Tuesday, July 25, 2017

Dunkirk review

DUNKIRK:
A CAPTIVATING AND POWERFUL WAR SPECTACLE AND SATISFYING RETURN TO TRADITIONAL CHRISTOPHER NOLAN FARE!
By Nico Beland
Movie Review: **** out of 4
WARNER BROS. PICTURES
When 400,000 men couldn’t get home, home came for them in Christopher Nolan’s Dunkirk

            Director, Christopher Nolan (The Dark Knight trilogy, Inception, Interstellar) steps outside his usual sci-fi exposition territory and goes to the dramatic and intense times of war in his latest film, Dunkirk. Imagine Steven Spielberg’s Saving Private Ryan or Michael Bay’s Pearl Harbor except very trimmed down in runtime, focused completely on this one moment all throughout the film, and with practical effects and production design so realistic it feels like you’re watching a war happen…that’s this movie and it’s amazing.
            The movie wasn’t at all what I was expecting because Christopher Nolan is usually known for long and heavily character driven and exposition filled narrative films. Dunkirk feels like the complete opposite, clocking in under two hours and focusing on the impact and horror of being trapped in the middle of a war with very little dialogue.
            The film chronicles the evacuation of 400,000 men stuck in the middle of World War II who in every second are in danger of being eliminated by the Germans through three major threads that cover different periods of time and location, on land, at sea, and in the air. The movie shows the soldiers trying to get off the shore, the civilians who got in their own boats to help them, and the stories of how these men did everything they could to survive.
            While the movie doesn’t exactly focus on characters it features Fionn Whitehead (HIM), Tom Glynn-Carney (Casualty, Peter Pan, The Ferryman), Jack Lowden (The Passing Bells, Tommy’s Honour, A United Kingdom), Harry Styles (The X Factor, Saturday Night Live), Aneurin Barnard (Hunky Dory, The Truth About Emanuel, The Devil’s Harvest), James D’Arcy (Master and Commander: The Far Side of the World, Hitchcock, Agent Carter), Barry Keoghan (Life’s a Breeze, Stay, Mamma!), Kenneth Branagh (The Road to El Dorado, Thor, Cinderella (2015)), Cillian Murphy (Cold Mountain, In the Heart of the Sea, Free Fire), Mark Rylance (The Gunman, Bridge of Spies, The BFG), and Tom Hardy (Warrior, The Dark Knight Rises, Mad Max: Fury Road) portraying various people involved in the war.
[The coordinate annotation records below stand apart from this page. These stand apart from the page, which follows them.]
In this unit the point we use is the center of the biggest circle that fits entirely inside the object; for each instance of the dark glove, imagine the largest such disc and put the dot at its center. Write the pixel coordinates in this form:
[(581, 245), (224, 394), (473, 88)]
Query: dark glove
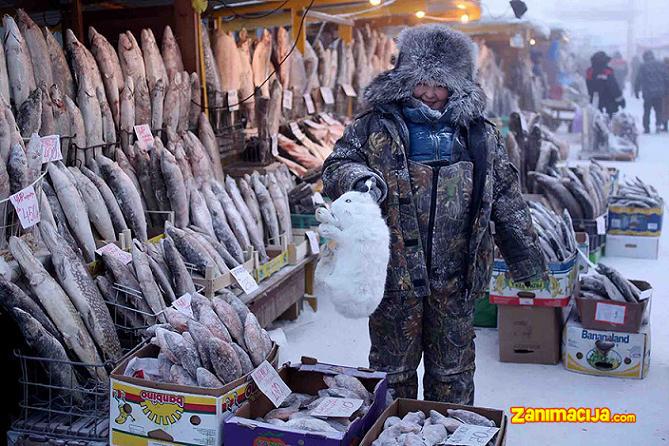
[(373, 189)]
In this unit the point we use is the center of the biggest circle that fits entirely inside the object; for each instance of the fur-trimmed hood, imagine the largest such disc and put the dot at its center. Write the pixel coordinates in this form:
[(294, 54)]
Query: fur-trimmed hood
[(433, 55)]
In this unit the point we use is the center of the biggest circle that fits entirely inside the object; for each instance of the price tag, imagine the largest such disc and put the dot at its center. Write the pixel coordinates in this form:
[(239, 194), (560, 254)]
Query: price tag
[(246, 282), (612, 313), (311, 109), (270, 383), (471, 435), (116, 252), (27, 207), (51, 148), (287, 99), (144, 136), (233, 100), (349, 91), (336, 407), (312, 237), (275, 145), (326, 94), (601, 225), (182, 305)]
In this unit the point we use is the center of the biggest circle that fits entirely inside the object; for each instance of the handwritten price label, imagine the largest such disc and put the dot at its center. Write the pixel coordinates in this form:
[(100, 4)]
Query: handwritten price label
[(144, 136), (116, 252), (270, 383), (309, 102), (246, 282), (51, 148), (27, 207)]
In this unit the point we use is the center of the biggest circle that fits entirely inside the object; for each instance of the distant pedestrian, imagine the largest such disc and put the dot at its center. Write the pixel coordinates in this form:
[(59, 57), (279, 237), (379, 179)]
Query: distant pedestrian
[(653, 81), (601, 80)]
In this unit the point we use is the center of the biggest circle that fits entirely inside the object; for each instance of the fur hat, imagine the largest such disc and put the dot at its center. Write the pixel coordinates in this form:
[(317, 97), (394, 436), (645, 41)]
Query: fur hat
[(433, 55)]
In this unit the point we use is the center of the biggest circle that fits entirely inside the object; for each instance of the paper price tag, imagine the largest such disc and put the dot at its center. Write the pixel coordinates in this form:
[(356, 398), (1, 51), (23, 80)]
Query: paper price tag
[(471, 435), (337, 407), (233, 100), (326, 94), (270, 383), (116, 252), (614, 314), (182, 305), (144, 136), (27, 207), (349, 91), (309, 102), (601, 225), (246, 282), (287, 99), (312, 237), (51, 148)]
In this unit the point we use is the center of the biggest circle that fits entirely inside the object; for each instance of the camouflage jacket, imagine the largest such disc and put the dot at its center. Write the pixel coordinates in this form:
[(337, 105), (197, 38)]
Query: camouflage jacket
[(374, 145)]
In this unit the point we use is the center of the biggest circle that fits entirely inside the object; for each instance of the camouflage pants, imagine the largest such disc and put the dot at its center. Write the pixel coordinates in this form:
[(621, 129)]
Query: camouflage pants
[(404, 328)]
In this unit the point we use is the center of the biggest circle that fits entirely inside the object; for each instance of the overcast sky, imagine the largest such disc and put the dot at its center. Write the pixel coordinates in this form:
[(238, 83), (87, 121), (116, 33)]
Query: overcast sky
[(604, 20)]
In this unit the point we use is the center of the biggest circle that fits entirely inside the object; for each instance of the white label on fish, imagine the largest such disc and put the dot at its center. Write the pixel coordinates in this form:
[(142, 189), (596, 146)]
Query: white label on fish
[(337, 407), (116, 252), (349, 91), (601, 225), (313, 242), (287, 99), (51, 148), (144, 136), (471, 435), (311, 109), (27, 207), (612, 313), (326, 94), (244, 279), (182, 305), (270, 383), (233, 100)]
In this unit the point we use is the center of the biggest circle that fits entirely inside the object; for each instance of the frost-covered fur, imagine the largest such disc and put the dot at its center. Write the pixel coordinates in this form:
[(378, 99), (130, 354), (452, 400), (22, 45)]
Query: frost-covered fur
[(353, 273), (434, 55)]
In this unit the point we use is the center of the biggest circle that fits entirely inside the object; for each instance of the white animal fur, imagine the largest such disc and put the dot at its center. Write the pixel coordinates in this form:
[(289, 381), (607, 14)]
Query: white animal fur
[(353, 273)]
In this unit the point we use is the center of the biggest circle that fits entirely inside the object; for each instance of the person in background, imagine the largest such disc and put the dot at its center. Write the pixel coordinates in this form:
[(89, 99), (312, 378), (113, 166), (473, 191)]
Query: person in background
[(601, 81), (620, 69), (653, 81), (441, 174)]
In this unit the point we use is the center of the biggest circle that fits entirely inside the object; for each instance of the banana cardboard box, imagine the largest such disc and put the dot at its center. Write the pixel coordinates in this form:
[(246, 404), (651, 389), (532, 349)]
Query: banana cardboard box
[(554, 291), (604, 352), (148, 413)]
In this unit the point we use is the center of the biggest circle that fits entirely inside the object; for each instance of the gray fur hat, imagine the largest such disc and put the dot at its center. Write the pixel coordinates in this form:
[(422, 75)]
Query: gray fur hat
[(433, 55)]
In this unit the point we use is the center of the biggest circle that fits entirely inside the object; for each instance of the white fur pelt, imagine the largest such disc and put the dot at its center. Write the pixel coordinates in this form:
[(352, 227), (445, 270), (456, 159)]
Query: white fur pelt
[(353, 273)]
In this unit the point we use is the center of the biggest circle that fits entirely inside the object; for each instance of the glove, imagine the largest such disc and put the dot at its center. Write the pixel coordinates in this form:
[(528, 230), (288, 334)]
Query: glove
[(368, 185)]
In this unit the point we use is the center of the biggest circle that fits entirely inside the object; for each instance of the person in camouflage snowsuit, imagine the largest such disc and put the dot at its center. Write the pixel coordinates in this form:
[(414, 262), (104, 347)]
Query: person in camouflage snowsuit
[(439, 209)]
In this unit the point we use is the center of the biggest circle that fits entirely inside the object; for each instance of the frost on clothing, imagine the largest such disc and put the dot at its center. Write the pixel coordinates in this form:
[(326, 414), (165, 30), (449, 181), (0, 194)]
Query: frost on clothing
[(435, 271), (352, 275)]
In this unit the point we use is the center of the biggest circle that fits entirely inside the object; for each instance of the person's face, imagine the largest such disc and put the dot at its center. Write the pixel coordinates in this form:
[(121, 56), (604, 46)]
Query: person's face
[(433, 97)]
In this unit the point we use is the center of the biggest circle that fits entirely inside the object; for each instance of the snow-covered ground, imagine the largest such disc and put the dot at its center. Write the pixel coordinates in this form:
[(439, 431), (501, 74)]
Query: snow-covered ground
[(331, 338)]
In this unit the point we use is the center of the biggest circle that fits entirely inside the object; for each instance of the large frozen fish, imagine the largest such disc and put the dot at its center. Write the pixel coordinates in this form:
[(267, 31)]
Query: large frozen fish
[(127, 195), (75, 210), (75, 279), (171, 54), (19, 64), (58, 306)]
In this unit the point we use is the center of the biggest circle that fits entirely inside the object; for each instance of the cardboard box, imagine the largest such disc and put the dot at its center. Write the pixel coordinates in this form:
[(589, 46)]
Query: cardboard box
[(529, 334), (401, 407), (244, 430), (632, 246), (552, 292), (619, 316), (147, 413), (635, 221), (605, 353)]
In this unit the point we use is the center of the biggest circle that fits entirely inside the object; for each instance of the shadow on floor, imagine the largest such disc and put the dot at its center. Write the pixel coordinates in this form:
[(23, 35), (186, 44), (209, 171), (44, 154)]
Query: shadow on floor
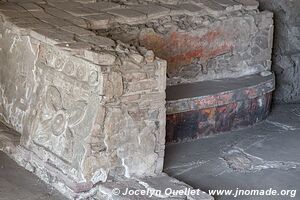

This may be a turn-off point for some viewers but it’s more of an experience and depiction of the Dunkirk evacuation in its entirety without the need of focusing on a select few characters throughout the entire movie.
            The flight sequences and production design for this movie are absolutely stunning and it’s all practical, not a single computer or digital effect used and honestly, it’s more impressive when something is actually filmed in front of the camera rather than a computer effect added in later. However, what really makes Dunkirk’s action sequences and effects truly shine is that none of them were executed like movie effects and they look frighteningly realistic.
            The explosions don’t look like Michael Bay fireworks or any generic movie explosion, the gun bullets aren’t like movie bullets, the torpedoes and missiles aren’t like movie missiles; they all look authentic and probably very close to how it all went down in World War II. In my opinion, this is everything Michael Bay’s Pearl Harbor isn’t, a captivating and authentic depiction of war and the impact it has on people, no half-ass Titanic love story, no historical inaccuracies, no blowing $%^& up just for the hell of it, none of that garbage.
            Dunkirk could very well be my second favorite Christopher Nolan movie after The Dark Knight, I already declared it the best film he’s directed since that movie. That’s right folks; better than Inception, better than The Dark Knight Rises, and better than Interstellar, it encompasses everything a great war movie should have and everything that makes Christopher Nolan a great filmmaker…without the sore butt cheeks from sitting in the movie seats for a near three hours.

            If you’re a fan of Christopher Nolan and/or movies about war then Dunkirk is definitely worth your time and money to see on the largest movie screen you have whether you have IMAX, 70mm, or any of those other large formats, this movie was made for those types of screens. And I can guarantee you’ll have a thrilling and emotional ride of spectacle and drama, well done Nolan.